One of Stravinsky’s most significant collaborators was Serge Diaghilev, director of the Ballets Russes. The two were close working partners for some twenty years, until Diaghilev’s death in 1929. Much of Stravinsky’s most exceptional music, including the score for “The Rite of Spring,” was composed for the productions of Diaghilev. The first collaboration between the two Russians involved the ballet “Les Sylphides,” in which Diaghilev called upon various Russian composers to orchestrate several of Frédéric Chopin’s compositions for piano. “Les Sylphides” is musically innocuous and foretells but little of the coming storm.

Harvard University professor Thomas Kelly suggests that one of the reasons that the Paris premiere of “The Rite of Spring” created such a furor was that it shattered everyone’s expectations. The evening’s program began innocently with a performance of “Les Sylphides.” However, as the follow-up piece, “The Rite of Spring” turned out to be anything but spring-like. One of the dancers recalled that Vaslav Nijinsky’s shocking choreography was physically unnatural to perform. “With every leap we landed heavily enough to jar every organ in us.” The music itself was angular, dissonant and totally unpredictable. In the introduction, Stravinksy called for a bassoon to play higher in its range than anyone else had ever done. In fact, the instrument was virtually unrecognizable as a bassoon. When the curtain rose and the dancing began, there appeared a musical theme without a melody, only a loud, pulsating, dissonant chord with jarring, irregular accents. The audience responded to the ballet with such a din of hisses and catcalls that the performers could barely hear each other.

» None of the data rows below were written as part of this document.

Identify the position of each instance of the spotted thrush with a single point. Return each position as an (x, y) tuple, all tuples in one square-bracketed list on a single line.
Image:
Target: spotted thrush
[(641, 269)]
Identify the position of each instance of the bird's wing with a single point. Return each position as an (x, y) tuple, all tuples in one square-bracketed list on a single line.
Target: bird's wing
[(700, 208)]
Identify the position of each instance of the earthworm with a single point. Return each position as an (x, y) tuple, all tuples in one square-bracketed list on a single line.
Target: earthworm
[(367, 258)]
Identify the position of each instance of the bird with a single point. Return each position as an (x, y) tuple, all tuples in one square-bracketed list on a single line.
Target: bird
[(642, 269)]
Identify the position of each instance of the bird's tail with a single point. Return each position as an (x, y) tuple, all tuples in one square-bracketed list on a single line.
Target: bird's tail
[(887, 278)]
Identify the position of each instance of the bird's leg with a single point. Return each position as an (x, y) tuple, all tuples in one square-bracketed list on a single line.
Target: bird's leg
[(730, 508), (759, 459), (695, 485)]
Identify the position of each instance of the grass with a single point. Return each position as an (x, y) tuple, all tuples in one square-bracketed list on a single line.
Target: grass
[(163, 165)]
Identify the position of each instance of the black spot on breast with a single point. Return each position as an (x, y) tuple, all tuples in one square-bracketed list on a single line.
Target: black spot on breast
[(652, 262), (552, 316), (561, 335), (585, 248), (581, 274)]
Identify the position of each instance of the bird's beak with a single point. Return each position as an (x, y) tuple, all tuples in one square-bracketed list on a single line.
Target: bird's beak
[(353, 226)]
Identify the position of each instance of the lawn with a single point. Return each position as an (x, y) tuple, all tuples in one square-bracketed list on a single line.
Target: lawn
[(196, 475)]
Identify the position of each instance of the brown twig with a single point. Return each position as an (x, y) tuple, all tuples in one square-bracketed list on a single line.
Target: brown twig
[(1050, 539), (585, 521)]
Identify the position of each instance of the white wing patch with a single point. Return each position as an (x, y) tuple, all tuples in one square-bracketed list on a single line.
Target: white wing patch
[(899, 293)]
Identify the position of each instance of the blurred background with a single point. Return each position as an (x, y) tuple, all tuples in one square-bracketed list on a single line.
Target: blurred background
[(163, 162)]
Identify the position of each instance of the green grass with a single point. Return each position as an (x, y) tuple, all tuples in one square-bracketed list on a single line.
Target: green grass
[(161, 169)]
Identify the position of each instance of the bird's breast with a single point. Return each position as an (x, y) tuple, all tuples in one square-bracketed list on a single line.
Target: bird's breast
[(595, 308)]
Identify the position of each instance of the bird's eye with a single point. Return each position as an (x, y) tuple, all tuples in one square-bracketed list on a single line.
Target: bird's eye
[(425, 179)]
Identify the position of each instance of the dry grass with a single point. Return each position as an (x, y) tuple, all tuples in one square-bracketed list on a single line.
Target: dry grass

Backstage at the premiere, Nijinsky shouted at the dancers while Diaghilev tried to suppress a possible riot by flashing the house lights. Stravinsky himself fumed at the audience’s response to his music. If nothing else, the ballet’s premiere managed to instill in the audience the true spirit of the music. As Thomas Kelly states, “The pagans on-stage made pagans of the audience.” Despite its inauspicious debut, Stravinsky’s score for “The Rite of Spring” today stands as a magnificent musical masterpiece of the twentieth century.